Generating virtual populations of patients from numerous independent clinical trials is a promising strategy to address the challenge of MG’s rare disease status. Clinical trials are compromised by recruitment challenges which slow completion and add cost. In addition, the field has seen significant growth in the number of trials, making for a competitive market for subjects. The option to build a synthetic placebo control arm provides great opportunity for enhancing trial performance. The practical value of these virtual populations has yet to be demonstrated robustly [
20]. However, our preliminary results, built on the rigorously performed and complex MGTX study, suggest that exploring virtual populations can reveal finer details on patient trajectories within small subgroups. These insights might otherwise be missed in standard analyses applied to clinical trials. We intentionally kept our algorithmic approach, from step 1 to 5, systematic. This provides an opportunity to re-evaluate current standards for scores and minimum manifestations. Nevertheless, gaps likely exist in clinical study protocols, particularly concerning the impact of patient personality traits that impact patient-reported outcome measures, for example, openness, resilience, and adaptability to disability.
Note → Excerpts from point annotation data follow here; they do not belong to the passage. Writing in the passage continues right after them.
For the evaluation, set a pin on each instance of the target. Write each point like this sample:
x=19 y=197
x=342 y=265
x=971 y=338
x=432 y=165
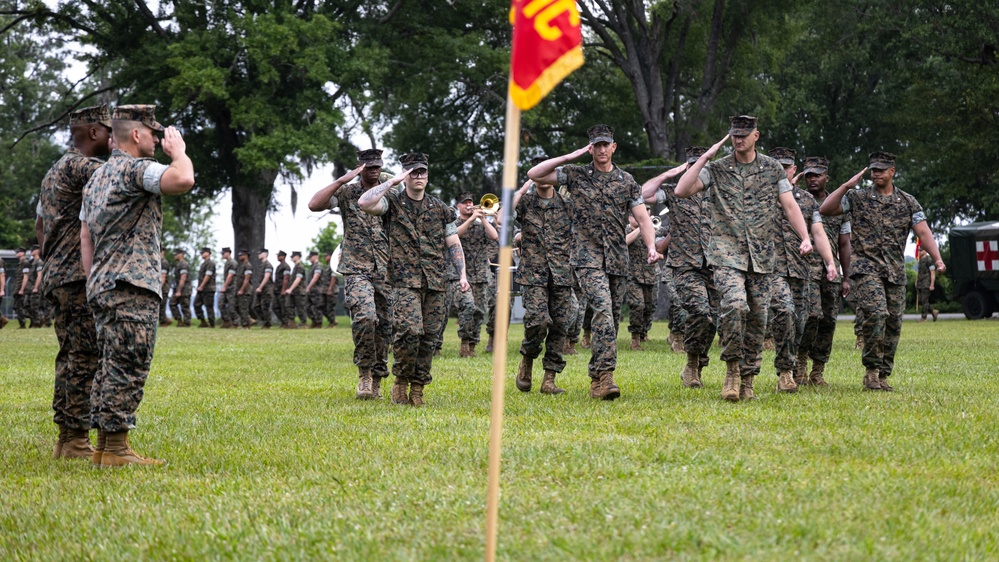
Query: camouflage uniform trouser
x=677 y=314
x=317 y=304
x=472 y=311
x=21 y=308
x=369 y=301
x=547 y=312
x=126 y=335
x=77 y=360
x=696 y=289
x=790 y=310
x=180 y=307
x=742 y=316
x=823 y=307
x=417 y=318
x=204 y=305
x=243 y=306
x=641 y=299
x=882 y=304
x=605 y=295
x=924 y=301
x=262 y=307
These are a crucial component of how patients cope with the disease and interact with clinicians during evaluations.
In addition to clinical trials, the development of comprehensive computational models of patients in the clinical setting would make for a profoundly powerful tool for clinicians. At present, there are no biomarkers that aid in therapy selection for a clinician. At the time of initial visits, the physician has no ability to predict how the individual patient will respond to therapy. As appreciated here and in our other work, we were able to identify a cluster of subjects with a poor clinical score portrait. A clinician with this a priori knowledge would be motivated to monitor these patients more frequently and escalate treatment options earlier.